Die Fibromyalgie ist eine chronische Erkrankung, die vor allem durch ständige und weit verbreitete Schmerzen gekennzeichnet ist, die vor allem in den Sehnen und Gelenken auftreten und im Bereich der Halswirbelsäule, der Lendenwirbelsäule, der Hüft-, Ellbogen- und Kniegelenke sowie in der Brust lokalisiert sind.

Darüber hinaus kann die Fibromyalgie weitere Symptome hervorrufen, vor allem chronische Müdigkeit, Schlaf-, Gedächtnis- und Stimmungsprobleme. Die klinischen Erscheinungsformen können jedoch von Patient zu Patient variieren.
Erst 1992 wurde die Krankheit von der Weltgesundheitsorganisation (WHO) anerkannt. Zuvor galt sie als psychiatrische Erkrankung, da es schwierig war, den Ursprung der Beschwerden zu ermitteln.

Herkunft und Diagnose.

Die Ursache dieser Krankheit ist nicht bekannt, aber es gibt Auslöser wie Depressionen, Angstzustände, Stress oder eine andere Krankheit.
Eine der größten Herausforderungen bei Fibromyalgie ist die Diagnose. Obwohl es derzeit keinen Test zur Bestätigung der Krankheit gibt, werden diagnostische Testprotokolle verwendet, um andere Störungen und/oder Krankheiten auszuschließen.

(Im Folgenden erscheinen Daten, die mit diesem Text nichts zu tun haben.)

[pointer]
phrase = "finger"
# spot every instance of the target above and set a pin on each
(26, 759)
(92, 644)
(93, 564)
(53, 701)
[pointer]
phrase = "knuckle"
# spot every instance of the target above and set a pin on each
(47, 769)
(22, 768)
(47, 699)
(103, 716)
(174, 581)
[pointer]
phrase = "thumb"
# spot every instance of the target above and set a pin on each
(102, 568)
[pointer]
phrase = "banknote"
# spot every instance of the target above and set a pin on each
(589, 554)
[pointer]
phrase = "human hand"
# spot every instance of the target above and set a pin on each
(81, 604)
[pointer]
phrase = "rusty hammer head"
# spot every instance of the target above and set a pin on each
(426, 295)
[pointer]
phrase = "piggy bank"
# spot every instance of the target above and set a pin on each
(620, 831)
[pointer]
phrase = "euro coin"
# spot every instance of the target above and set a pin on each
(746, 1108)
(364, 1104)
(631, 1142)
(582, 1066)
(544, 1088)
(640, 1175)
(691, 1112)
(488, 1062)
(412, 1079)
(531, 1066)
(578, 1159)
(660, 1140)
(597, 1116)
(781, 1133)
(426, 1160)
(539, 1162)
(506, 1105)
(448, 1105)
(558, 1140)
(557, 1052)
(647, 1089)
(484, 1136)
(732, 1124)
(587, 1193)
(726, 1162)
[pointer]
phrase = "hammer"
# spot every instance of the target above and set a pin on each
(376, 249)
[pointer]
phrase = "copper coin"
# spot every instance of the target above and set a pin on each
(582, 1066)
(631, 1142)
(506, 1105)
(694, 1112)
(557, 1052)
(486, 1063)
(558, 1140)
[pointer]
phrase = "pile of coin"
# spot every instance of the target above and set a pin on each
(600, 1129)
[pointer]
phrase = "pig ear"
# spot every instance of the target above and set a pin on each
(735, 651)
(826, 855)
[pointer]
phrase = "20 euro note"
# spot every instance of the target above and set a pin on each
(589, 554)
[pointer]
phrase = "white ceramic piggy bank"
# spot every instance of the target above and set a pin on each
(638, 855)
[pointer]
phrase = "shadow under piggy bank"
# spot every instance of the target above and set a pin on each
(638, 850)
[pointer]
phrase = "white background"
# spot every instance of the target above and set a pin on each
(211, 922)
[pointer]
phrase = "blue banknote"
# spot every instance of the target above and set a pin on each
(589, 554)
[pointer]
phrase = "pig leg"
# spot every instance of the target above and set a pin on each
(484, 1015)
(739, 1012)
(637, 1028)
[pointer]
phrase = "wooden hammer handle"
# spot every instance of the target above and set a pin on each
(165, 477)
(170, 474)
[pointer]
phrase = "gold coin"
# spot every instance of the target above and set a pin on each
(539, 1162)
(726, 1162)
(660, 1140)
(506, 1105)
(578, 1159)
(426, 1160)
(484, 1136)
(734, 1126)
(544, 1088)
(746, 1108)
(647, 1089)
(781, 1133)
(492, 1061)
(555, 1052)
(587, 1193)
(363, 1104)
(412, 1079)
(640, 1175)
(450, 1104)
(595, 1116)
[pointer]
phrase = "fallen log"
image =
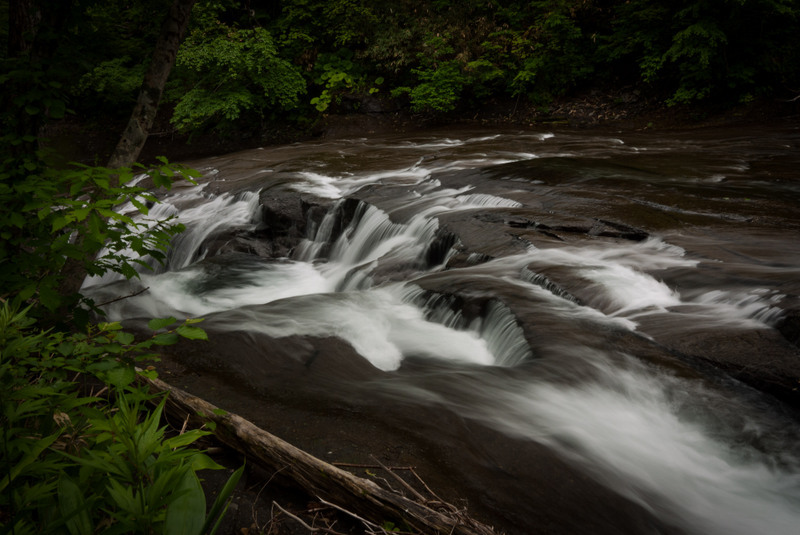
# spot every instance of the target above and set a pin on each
(316, 477)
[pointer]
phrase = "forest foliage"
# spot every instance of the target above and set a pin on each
(244, 62)
(77, 462)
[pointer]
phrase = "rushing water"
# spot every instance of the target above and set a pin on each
(560, 289)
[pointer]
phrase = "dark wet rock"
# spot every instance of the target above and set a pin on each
(282, 386)
(440, 247)
(789, 325)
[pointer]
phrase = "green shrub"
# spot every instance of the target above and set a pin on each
(102, 463)
(224, 72)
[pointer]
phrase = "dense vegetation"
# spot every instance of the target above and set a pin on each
(248, 61)
(80, 460)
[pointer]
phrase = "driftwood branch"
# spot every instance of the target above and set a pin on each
(316, 477)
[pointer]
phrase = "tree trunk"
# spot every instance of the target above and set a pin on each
(135, 135)
(318, 478)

In diesem Stadium ist es wichtig, dass der Arzt eine gründliche körperliche Untersuchung durchführt und dass die Berührung der kritischen Schmerzpunkte den Schmerz auslöst.
Es ist wichtig, so schnell wie möglich eine genaue Diagnose zu stellen, damit der Patient so schnell wie möglich behandelt werden kann, denn wenn die Schmerzen nicht behandelt werden, können sie den Betroffenen in seinem täglichen Leben behindern.